Charles Lloyd/Billy Higgins: Which Way Is East

06.05.2004

 

Reisen

Zwei alte Herren, der eine von ihnen mittlerweile tot, demonstrieren, was junge Musik ist: Einfallsreichtum, Energie, Rebellion gegen das Etablierte.

 

Charles Lloyd braucht Freiheit. Seine neue Doppel-CD bietet sie ihm an, und er nützt sie. Im Zusammenspiel mit dem Schlagzeuger und Perkussionisten Billy Higgins, der hier auch auf der Gitarre glänzt und singt und der vier Monate nach den Aufnahmen im Januar 2001 gestorben ist, und manchmal auch solo beschränkt sich der große Saxophonist nicht auf das Instrument, auf dem er heute zu den wichtigsten Neuerern gehört, sondern er bläst auch Flöten, die Tibetanische Oboe und das Taragato, setzt sich ans Klavier, bedient sich verschiedener Perkussionsinstrumente und Rasseln und seiner Stimme.

Der Vielzahl an Instrumenten und Klangmöglichkeiten, die diese liefern, entspricht die Unterschiedlichkeit der Stilrichtungen in den einzelnen Stücken. Lloyd erforscht mit dieser ungewöhnlichen Folge von acht Stücken, die jeweils aus drei bis fünf Sätzen bestehen, diverse Ursprünge des Jazz, seine afrikanischen und amerikanischen Wurzeln, zu denen noch, durch Higgins, arabische Inspirationen und Bossa Nova kommen. Er denkt und fühlt sich hinein in die Geschichte seiner Musik über den Bebop – siehe etwa Windy Mountain – bis hin zum Free Jazz. Man höre sich nur hintereinander das folkloristisch repetitive Tagi, den überbordenden Hanuman’s Dance, dann das nachdenkliche Klaviersolo Sky Valley und gleich darauf Higgins solo mit einem veritablen Blues an: vier Welten, und doch dieselben Musiker. Lloyd geht auf eine musikalische Expedition, deren Weg er freilich mit seinen eigenen und mit Higgins’ Kompositionen erst erschafft – wenn man denn bei diesen Einfällen für meist freie Improvisationen von Kompositionen sprechen will.

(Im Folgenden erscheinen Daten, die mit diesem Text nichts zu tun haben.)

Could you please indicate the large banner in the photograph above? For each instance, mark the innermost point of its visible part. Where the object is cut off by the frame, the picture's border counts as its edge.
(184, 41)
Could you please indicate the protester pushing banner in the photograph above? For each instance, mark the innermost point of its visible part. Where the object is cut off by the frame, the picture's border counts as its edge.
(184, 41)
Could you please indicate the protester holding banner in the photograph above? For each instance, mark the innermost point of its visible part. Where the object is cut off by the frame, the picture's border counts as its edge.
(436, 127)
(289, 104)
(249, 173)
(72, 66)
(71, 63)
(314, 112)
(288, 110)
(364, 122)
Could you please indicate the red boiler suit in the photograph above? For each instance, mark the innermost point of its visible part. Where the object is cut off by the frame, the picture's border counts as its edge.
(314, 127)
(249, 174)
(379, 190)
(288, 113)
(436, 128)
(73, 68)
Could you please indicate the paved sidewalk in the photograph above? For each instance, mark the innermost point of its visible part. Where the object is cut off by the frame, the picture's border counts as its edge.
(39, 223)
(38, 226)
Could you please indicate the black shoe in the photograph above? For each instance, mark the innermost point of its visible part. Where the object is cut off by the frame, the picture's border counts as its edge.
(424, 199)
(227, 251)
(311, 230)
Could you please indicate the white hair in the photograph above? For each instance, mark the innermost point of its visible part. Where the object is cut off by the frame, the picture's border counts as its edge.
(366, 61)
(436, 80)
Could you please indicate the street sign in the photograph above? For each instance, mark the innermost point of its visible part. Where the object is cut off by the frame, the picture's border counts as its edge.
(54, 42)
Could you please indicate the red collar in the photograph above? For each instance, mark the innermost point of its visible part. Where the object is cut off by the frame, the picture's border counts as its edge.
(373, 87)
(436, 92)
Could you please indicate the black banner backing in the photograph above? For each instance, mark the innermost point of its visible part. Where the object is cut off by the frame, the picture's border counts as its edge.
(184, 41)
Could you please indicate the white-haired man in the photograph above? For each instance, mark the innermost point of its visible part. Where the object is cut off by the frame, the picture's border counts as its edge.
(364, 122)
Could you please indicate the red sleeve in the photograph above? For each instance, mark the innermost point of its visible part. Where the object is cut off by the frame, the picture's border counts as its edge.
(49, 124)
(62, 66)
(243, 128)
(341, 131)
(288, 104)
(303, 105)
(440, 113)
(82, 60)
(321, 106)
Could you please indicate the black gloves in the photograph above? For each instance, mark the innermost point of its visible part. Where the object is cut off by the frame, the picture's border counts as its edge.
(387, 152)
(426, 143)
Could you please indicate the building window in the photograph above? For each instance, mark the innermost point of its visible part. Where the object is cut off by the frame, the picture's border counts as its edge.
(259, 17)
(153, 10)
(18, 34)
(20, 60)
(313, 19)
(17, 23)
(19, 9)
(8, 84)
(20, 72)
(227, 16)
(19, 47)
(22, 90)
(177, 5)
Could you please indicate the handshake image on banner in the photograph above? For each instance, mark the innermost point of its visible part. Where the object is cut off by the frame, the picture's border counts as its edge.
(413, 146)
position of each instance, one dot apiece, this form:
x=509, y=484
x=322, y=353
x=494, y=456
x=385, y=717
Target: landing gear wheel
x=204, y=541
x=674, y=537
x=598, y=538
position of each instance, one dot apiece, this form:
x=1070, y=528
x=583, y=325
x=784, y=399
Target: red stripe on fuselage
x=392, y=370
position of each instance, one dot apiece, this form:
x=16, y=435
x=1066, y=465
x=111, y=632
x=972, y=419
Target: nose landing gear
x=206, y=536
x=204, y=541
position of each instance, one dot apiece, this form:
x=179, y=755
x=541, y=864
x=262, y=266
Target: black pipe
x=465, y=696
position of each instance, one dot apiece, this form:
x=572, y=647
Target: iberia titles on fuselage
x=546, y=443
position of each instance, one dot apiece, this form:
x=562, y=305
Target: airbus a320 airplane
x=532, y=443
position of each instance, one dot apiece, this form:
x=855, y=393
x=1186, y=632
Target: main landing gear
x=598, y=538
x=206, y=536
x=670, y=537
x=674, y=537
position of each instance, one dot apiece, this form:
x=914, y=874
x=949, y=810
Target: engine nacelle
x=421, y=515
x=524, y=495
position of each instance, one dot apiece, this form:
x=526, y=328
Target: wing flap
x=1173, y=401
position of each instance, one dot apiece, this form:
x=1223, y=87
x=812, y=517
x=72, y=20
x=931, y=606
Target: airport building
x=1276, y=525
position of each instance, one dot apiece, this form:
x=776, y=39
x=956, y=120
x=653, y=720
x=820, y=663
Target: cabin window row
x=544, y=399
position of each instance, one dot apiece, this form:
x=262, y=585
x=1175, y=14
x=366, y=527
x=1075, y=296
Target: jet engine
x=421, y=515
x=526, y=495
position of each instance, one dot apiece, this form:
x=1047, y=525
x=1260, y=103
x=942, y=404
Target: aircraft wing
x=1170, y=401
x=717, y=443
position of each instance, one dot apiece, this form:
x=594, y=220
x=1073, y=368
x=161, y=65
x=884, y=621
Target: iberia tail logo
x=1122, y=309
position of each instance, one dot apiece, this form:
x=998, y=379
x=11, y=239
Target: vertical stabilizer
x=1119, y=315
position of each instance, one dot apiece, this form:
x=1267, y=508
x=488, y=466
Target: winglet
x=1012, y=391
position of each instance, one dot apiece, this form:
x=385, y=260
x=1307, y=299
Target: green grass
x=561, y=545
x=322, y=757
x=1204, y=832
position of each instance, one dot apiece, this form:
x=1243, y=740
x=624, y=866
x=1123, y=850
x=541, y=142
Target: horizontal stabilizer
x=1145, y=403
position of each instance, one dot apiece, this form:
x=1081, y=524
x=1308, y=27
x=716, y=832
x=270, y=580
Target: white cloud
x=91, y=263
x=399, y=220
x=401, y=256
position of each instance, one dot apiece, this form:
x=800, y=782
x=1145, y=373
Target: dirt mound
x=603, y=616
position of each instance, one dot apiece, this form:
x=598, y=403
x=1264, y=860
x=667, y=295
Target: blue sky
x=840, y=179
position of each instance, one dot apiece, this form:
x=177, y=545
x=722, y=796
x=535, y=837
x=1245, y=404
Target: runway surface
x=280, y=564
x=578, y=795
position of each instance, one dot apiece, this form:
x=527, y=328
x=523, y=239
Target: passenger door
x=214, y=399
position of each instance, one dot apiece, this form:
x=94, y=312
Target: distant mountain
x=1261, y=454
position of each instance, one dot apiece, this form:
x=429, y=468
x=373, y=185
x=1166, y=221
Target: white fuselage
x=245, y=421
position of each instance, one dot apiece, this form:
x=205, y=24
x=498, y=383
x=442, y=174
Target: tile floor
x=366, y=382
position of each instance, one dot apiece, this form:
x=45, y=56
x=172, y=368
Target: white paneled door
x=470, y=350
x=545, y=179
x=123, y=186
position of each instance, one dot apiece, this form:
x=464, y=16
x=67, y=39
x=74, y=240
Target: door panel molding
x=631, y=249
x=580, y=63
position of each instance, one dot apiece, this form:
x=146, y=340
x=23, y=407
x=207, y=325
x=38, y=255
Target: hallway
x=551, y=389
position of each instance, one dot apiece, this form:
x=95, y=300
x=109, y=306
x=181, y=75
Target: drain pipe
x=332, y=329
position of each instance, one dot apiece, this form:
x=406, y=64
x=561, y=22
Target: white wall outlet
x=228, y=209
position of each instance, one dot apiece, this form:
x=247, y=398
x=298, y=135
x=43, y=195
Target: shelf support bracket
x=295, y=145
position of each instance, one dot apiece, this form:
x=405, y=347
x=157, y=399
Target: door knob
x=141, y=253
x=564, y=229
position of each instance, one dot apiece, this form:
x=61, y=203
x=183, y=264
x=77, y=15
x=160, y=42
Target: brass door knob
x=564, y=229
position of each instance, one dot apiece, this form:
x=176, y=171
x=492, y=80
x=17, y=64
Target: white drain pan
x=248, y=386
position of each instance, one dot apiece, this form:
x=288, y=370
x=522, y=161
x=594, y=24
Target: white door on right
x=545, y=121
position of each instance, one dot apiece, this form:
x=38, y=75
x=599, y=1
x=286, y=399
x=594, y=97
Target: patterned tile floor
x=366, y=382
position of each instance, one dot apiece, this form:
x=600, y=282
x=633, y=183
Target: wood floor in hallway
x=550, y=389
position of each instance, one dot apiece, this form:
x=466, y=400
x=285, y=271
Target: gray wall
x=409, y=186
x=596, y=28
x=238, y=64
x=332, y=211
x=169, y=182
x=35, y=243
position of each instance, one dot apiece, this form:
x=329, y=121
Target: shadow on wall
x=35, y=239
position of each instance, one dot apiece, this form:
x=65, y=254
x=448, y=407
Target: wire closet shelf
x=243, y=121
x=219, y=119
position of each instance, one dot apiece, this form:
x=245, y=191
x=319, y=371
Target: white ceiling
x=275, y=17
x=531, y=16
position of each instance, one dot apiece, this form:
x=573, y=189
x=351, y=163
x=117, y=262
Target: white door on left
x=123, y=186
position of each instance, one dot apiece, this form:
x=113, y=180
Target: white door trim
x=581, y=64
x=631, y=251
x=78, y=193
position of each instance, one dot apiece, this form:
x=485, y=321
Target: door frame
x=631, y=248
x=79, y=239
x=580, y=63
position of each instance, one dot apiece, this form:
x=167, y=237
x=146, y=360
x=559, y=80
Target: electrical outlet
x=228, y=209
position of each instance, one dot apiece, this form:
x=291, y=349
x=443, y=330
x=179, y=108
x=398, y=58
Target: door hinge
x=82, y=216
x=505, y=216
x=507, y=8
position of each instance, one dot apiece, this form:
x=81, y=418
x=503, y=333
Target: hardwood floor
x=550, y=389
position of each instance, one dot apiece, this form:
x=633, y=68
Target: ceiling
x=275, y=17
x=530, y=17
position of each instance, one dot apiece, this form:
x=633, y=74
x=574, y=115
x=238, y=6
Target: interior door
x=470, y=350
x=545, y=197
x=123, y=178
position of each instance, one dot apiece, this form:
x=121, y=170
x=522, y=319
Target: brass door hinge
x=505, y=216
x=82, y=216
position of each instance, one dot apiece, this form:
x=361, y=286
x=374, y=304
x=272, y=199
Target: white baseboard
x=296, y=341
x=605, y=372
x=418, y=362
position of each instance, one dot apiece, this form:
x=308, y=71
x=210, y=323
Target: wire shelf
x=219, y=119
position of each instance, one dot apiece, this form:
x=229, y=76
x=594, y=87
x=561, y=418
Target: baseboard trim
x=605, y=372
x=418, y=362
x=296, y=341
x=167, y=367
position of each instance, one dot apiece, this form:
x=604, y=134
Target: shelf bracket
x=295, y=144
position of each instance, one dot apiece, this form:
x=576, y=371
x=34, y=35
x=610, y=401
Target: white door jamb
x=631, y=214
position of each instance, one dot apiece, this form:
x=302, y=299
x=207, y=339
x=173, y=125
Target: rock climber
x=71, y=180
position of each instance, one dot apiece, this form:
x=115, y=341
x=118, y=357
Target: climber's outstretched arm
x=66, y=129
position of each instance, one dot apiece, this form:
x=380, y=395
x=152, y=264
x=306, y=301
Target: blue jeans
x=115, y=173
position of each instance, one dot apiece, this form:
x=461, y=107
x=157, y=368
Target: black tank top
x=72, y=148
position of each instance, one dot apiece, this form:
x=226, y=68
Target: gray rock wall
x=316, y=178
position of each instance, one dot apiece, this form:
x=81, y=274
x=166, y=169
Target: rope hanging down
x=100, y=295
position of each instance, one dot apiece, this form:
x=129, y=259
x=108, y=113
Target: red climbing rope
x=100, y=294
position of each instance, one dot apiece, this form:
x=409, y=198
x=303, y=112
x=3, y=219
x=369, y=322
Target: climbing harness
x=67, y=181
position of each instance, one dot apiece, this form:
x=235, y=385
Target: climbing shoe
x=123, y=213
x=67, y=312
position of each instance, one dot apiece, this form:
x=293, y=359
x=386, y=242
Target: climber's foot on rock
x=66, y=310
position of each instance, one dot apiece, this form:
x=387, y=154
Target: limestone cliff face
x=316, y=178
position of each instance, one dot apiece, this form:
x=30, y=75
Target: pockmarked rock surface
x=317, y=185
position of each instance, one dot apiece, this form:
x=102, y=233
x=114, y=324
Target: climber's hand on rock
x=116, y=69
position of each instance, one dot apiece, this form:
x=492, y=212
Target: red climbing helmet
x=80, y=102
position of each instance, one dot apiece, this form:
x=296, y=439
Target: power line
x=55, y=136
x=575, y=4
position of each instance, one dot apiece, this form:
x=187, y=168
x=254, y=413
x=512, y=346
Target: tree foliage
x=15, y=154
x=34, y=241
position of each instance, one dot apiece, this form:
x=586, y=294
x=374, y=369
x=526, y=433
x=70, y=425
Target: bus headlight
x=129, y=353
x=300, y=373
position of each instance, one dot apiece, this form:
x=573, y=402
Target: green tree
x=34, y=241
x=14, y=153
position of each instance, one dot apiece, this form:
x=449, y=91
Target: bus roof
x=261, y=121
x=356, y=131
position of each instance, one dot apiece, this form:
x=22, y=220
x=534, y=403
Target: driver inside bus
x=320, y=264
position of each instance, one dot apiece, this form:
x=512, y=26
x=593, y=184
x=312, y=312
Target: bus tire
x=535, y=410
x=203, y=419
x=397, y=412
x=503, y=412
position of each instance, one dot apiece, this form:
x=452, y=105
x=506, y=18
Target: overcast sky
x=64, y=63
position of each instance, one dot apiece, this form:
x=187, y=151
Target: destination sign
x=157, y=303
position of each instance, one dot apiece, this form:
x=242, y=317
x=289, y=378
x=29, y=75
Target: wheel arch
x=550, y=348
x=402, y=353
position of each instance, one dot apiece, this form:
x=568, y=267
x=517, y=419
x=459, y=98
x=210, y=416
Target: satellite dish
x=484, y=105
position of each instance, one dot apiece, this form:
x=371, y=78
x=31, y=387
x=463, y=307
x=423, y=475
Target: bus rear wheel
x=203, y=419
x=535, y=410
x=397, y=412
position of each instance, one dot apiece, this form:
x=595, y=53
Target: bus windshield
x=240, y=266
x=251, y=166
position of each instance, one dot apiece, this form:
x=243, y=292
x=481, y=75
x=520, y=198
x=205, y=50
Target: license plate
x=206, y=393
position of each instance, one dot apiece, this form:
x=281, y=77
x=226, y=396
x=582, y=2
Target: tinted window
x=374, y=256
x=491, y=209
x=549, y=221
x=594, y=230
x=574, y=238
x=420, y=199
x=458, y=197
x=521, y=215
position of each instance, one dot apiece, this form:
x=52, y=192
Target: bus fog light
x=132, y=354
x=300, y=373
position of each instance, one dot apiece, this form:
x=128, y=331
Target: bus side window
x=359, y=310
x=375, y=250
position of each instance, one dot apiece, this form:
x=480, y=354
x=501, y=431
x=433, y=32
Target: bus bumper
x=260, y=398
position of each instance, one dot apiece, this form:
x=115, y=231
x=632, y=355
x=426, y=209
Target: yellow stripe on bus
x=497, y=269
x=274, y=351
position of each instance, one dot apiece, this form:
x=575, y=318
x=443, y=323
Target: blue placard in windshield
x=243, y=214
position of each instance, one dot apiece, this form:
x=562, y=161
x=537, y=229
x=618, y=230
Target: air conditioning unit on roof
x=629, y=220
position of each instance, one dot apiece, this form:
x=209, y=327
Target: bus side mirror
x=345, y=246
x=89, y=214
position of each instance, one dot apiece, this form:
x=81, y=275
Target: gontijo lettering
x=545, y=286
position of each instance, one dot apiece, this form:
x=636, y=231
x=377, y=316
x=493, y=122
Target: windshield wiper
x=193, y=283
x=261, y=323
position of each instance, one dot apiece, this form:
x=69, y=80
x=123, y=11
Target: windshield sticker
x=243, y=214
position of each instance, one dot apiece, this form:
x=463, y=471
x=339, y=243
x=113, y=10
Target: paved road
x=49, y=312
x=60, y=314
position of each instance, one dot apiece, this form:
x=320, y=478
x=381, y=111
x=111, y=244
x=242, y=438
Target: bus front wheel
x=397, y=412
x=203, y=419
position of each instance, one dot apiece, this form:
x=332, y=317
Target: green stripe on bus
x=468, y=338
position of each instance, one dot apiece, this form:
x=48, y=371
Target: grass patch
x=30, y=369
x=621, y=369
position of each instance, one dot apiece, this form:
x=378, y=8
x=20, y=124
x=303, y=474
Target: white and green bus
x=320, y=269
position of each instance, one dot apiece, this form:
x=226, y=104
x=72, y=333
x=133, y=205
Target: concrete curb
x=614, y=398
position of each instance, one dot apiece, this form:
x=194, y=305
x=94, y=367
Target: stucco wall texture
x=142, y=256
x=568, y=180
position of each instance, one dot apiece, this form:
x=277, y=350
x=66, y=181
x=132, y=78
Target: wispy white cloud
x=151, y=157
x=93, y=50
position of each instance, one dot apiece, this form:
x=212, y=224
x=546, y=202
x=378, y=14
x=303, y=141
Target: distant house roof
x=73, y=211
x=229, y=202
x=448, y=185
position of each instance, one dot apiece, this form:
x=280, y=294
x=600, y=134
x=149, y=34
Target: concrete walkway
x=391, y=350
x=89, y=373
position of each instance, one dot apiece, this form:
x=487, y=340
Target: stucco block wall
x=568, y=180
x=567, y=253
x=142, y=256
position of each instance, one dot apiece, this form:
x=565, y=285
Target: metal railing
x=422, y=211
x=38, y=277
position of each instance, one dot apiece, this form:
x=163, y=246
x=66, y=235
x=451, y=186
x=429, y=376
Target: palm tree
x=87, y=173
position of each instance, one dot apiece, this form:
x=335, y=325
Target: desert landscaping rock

Einmal mehr wird die Absurdität des aktuellen Jugendkults bewiesen. Zwei alte Herren, der eine von ihnen mittlerweile tot, demonstrieren, was junge Musik ist. Das sollen ihnen die Sternchen von heute erst mal nachmachen. Wir reden nicht von der Erfahrung und der technischen Perfektion. Wir reden vom Einfallsreichtum, von der Energie, von der Rebellion gegen das Etablierte. Das könnte Mut machen. Würde es nur, über den Kreis der Liebhaber hinaus, wahrgenommen. In einem Dialog zwischen Lloyd und Higgins, der im Beiheft abgedruckt ist, spricht Lloyd von „slow down to a level where there was timelessness in the relative“, „auf eine Ebene hin verlangsamen, wo Zeitlosigkeit im Relativen herrscht“. Und Higgins sagt, in Vorahnung seines Todes: „Du sprichst über das Ende der Reise – die Reise beginnt gerade erst.“ That’s what it’s all about.

Ganz am Schluss verabschiedet sich Billy Higgins mit einem federleichten Walzer. Die Reise geht weiter.